[Bug tree-optimization/91732] Adding omp simd pragma prevents vectorization

Wed Sep 11 12:32:00 GMT 2019

https://gcc.gnu.org/bugzilla/show_bug.cgi?id=91732

--- Comment #3 from Jed Brown <jed at 59A2 dot org> ---
> why not use gsym[Q*2*j+i] instead of g[j][0] and similarly gsym[Q*2-j*Q+i] instead of g[j][1]?

The pattern here is that gsym is packed storage of a symmetric 2x2 matrix,
while g unpacks it so that inner loops (intended for unrolling) can be written
using index notation. This case (a finite element quadrature routine for 2D
anisotropic Poisson) is reduced from more complicated examples (such as 3D
nonlinear solid and fluid mechanics) where this technique provides substantial
clarity and correspondence to mathematical notation. The suggested
transformation (eliminating the temporary g[][] in exchange for fancy indexing
of g) is problematic when representing higher order tensors
(https://en.wikipedia.org/wiki/Voigt_notation#Mnemonic_rule).

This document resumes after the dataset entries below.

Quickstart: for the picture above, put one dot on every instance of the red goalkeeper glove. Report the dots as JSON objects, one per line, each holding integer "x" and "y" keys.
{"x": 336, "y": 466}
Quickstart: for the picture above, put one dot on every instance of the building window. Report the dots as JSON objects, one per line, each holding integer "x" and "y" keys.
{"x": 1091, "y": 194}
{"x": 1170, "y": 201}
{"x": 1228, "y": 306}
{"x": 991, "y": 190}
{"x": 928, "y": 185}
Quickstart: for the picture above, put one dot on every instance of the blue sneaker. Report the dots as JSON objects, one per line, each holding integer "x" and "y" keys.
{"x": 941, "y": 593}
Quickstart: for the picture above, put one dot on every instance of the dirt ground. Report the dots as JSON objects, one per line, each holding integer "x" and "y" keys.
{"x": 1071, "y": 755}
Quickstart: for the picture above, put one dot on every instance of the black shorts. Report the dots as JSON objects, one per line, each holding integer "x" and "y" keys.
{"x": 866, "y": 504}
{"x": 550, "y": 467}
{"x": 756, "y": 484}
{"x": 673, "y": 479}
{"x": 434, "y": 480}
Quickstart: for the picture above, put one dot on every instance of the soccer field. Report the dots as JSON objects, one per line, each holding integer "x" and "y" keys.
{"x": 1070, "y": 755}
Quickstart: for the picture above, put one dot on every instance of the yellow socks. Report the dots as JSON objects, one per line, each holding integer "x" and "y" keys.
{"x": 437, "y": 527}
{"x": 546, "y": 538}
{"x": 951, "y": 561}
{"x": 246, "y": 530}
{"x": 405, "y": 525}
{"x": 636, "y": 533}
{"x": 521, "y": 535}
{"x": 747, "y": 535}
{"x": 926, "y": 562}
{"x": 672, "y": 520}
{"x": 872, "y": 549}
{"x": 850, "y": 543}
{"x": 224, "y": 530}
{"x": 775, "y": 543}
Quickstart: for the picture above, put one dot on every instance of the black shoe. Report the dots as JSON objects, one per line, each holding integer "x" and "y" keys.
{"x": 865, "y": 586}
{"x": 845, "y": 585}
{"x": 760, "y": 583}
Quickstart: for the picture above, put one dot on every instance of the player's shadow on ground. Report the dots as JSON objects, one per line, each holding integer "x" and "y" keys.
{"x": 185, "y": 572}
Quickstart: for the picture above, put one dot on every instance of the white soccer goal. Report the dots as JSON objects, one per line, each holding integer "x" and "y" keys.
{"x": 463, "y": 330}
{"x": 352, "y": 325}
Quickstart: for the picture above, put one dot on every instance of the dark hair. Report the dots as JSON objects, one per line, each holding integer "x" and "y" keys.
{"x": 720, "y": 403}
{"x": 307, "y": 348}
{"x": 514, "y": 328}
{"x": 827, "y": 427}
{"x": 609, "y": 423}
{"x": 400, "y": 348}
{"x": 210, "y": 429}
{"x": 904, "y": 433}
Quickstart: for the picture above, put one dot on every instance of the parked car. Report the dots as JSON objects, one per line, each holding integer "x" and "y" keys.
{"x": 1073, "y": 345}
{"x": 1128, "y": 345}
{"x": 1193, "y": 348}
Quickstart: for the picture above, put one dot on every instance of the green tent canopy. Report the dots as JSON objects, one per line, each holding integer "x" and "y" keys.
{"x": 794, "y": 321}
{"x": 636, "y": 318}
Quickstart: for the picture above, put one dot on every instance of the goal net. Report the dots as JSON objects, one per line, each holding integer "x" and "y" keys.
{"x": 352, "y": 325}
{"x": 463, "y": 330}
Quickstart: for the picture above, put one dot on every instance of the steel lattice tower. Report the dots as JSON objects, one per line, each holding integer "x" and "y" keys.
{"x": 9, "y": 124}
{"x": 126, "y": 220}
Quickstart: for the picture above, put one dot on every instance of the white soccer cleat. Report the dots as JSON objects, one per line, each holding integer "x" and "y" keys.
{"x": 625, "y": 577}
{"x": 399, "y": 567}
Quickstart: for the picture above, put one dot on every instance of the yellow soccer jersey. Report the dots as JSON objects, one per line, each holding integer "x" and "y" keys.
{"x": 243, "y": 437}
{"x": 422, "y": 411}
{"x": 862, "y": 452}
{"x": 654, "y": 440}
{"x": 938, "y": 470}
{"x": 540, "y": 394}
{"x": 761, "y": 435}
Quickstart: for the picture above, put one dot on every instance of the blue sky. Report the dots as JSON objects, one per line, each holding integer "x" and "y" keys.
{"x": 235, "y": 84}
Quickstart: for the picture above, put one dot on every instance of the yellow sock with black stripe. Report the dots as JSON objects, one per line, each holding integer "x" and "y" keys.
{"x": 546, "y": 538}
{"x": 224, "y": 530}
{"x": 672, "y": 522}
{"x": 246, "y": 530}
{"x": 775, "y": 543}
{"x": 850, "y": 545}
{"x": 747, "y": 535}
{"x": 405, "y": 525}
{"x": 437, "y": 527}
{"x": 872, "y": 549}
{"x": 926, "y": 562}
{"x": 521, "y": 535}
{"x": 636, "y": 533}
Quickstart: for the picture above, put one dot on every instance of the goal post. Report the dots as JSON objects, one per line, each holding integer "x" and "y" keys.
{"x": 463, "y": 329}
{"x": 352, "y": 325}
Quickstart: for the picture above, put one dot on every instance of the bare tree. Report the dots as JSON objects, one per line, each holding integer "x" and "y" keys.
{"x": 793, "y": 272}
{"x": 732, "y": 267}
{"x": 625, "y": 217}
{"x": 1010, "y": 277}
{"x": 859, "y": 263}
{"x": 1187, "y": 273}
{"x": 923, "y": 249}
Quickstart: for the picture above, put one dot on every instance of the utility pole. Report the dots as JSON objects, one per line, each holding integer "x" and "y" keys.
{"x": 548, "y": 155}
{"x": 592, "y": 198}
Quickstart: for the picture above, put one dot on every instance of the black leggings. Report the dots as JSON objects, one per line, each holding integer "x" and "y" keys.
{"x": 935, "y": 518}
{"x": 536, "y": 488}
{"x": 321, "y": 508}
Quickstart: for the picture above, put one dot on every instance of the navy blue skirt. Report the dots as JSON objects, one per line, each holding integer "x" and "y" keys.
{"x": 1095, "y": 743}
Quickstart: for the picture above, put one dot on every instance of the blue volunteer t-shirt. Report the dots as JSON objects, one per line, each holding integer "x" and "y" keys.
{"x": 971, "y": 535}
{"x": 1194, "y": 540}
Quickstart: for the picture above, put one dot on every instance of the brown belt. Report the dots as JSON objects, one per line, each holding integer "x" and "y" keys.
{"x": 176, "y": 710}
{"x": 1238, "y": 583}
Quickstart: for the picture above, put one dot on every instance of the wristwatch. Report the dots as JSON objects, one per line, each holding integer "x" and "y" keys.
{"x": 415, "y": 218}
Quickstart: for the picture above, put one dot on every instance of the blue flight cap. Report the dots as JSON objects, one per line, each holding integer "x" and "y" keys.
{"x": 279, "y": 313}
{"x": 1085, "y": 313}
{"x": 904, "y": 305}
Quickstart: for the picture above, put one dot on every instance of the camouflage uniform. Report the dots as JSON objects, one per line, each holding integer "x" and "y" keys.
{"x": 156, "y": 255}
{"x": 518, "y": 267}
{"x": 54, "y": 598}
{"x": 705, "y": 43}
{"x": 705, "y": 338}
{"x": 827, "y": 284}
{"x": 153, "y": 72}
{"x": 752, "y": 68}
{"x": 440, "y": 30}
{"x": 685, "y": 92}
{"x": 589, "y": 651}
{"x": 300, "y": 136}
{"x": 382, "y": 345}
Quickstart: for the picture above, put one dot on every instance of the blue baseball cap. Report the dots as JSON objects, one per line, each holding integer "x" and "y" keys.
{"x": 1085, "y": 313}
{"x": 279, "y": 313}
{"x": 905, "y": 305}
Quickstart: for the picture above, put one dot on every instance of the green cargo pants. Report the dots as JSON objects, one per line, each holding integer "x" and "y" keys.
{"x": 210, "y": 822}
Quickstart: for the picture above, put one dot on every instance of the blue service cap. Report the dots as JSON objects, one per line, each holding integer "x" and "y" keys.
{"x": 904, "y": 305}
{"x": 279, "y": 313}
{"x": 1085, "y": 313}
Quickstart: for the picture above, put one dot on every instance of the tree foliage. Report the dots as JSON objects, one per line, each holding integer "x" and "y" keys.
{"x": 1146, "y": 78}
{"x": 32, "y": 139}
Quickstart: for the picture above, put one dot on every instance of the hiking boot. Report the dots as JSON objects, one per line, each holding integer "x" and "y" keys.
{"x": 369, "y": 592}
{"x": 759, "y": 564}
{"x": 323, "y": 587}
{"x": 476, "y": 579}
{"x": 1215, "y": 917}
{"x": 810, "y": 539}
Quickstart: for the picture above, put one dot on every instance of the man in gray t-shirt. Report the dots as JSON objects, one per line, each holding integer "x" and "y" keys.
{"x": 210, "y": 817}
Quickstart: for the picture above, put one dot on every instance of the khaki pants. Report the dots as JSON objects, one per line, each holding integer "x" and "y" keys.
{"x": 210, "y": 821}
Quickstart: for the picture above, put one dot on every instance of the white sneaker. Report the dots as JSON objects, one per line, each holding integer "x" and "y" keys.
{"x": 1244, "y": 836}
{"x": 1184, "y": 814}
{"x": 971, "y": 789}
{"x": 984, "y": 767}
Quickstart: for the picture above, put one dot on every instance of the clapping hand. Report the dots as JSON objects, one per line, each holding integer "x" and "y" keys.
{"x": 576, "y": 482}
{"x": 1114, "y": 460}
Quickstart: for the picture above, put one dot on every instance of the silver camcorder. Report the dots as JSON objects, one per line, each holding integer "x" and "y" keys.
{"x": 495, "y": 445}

It's also sometimes desirable to roll the second loop instead of repeating, in
which case you don't get to have a different indexing rule for g[j][0] and
g[j][1].

  for (int i=0; i<Q; i++) {
    const double g[2][2] = {{gsym[Q*0+i], gsym[Q*2+i]},
                            {gsym[Q*2+i], gsym[Q*1+i]}};
    for (int j=0; j<2; j++) {
      dv[Q*j+i] = 0;
      for (int k=0; k<2; k++)
        dv[Q*j+i] += g[j][k] * du[Q*k+i];
    }
  }
}

Fortunately, we're generally getting good codegen for more complicated cases
when using "GCC ivdep" and hit-or-miss (but good in this case) without any
pragmas (restrict becomes important when there are more arrays).  I filed this
report specifically because adding a semantically-correct "omp simd" prevented
vectorization.